Table 2 Predictive performance of the models in the test dataset
Fig. 2
figure 2

ROC curves of the models and the ATA risk stratification. LR, logistic regression; XGBoost, eXtreme gradient boosting; SVM, support vector machine; RF, random forest; NN, neural network; ATA, American Thyroid Association

Fig. 3
figure 3

Calibration curves of the models. LR, logistic regression; XGBoost, eXtreme gradient boosting; SVM, support vector machine; RF, random forest; NN, neural network

Relative importance of variables in the models

Although slight differences were shown in the importance of variables among those models (Fig. 4), the Tg and the LNR were the top 2 important variables in all the models, the N stage was the top 5 important variables in all the models. The importance of variables in RF model was as follows: Tg, LNR, and N stage, comorbidity of hypertension, LDL, BMI, number of LNs dissected, comorbidity of diabetes, and LN dissection.

Fig. 4
figure 4

Relative importance of variables. LNR, lymph node metastasis ratio; Tg, thyroglobulin; LDL, low-density lipoprotein; BMI, body mass index; LR, logistic regression; XGBoost, eXtreme gradient boosting; SVM, support vector machine; RF, random forest; NN, neural network

Discussion

In this study, based on a large dataset of PTC patients with comprehensive predictive variables (demographic characteristics and comorbidities, tumor-related variables, LN-related variables, and metabolic and inflammatory markers), we developed and validated five ML models to predict structural recurrence in PTC patients. In the test dataset, the SVM, XGBoost, and RF model showed better discrimination than the ATA risk stratification according to the AUC values and corresponding indices, and the RF model generally had consistent calibration compared with the other models. Thus, ML models may aid in treatment decision making and improve postoperative prognosis for PTC patients by accurately estimating the likelihood of structural recurrence and identifying patients at high risk of recurrence. Overall, we suggested that the RF model, which showed overall good performance and interpretability, could be used to predict structural recurrence in patients with PTC.

Nine of 29 variables were selected by the LASSO method and used to develop models in this study, including the Tg, LN variables (LN dissection, number of LNs dissected, LNR, and N stage), comorbidities and metabolic markers (comorbidity of hypertension, comorbidity of diabetes, BMI, and LDL).

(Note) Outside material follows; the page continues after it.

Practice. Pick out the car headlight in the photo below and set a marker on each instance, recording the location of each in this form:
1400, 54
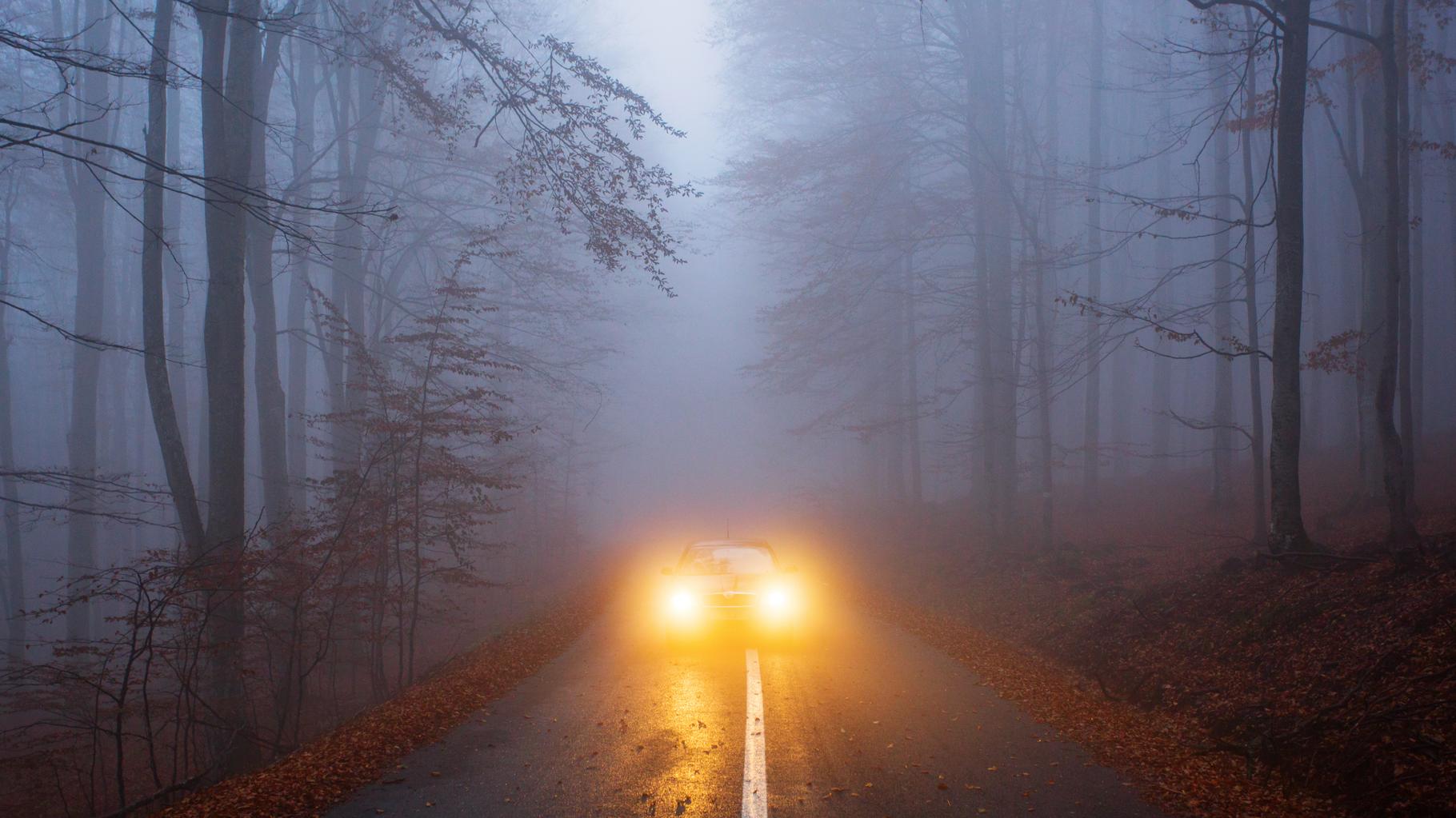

Further variable importance analysis revealed that the Tg, LNR, and N stage were the three most important variables across all the models. Tg is the most important tumor marker in PTC, and the ATA risk stratification revealed abnormally elevated postoperative suppressed Tg as one of the high-risk predictors; however, it did not specify a cutoff value or include postoperative negative Tg in the postoperative recurrence risk assessment. In this study, a non-stimulated Tg value of 1.08 ng/mL was set as a cutoff by using the ROC curve, and patients with a higher level of non-stimulated Tg had a greater risk of recurrence than those with a lower level of Tg. Consistently, previous studies have used suppressed Tg values > 1 ng/mL to define a biochemical incomplete response to therapy in patients treated with total thyroidectomy and 131I ablation, and approximately 20% of these patients were likely to develop structural disease [3, 38].

LN-related variables were also considered important contributing predictors by the ML models. According to the 2015 ATA risk stratification system, the N stage and the size of the metastatic LN were proposed as key predictors for structural recurrence. In this study, we selected the number of dissected LNs, the LNR, and the N stage to develop models. The LNR was among the 2 most important variables, and the N stage was among the 5 most important variables according to all the models. A higher LNR (≥ 22.70%), greater number of LNs dissected (≥ 21), and advanced N stage were strongly associated with a high risk of recurrence. Several studies have reported various optimal cutoff values for LN-related variables [4,5,6]. For instance, in a recent study in which five ML models were constructed to predict recurrence among patients diagnosed with PTC, the LNR (cutoff = 0.24) and LN metastasis were identified as important variables [21]. Another study determined the predictive cutoff values for the number of metastatic LNs (4 and 13) and the LNR (0.28 and 0.58) using the K-means clustering algorithm [39]. The optimal predictive cutoff may depend on the extent of LN dissection, the number of LNs dissected, the annual number of surgeries performed by physicians, etc. Thus, more evidence is needed before combining LN-related variables with newly developed risk stratification or staging systems for PTC patients.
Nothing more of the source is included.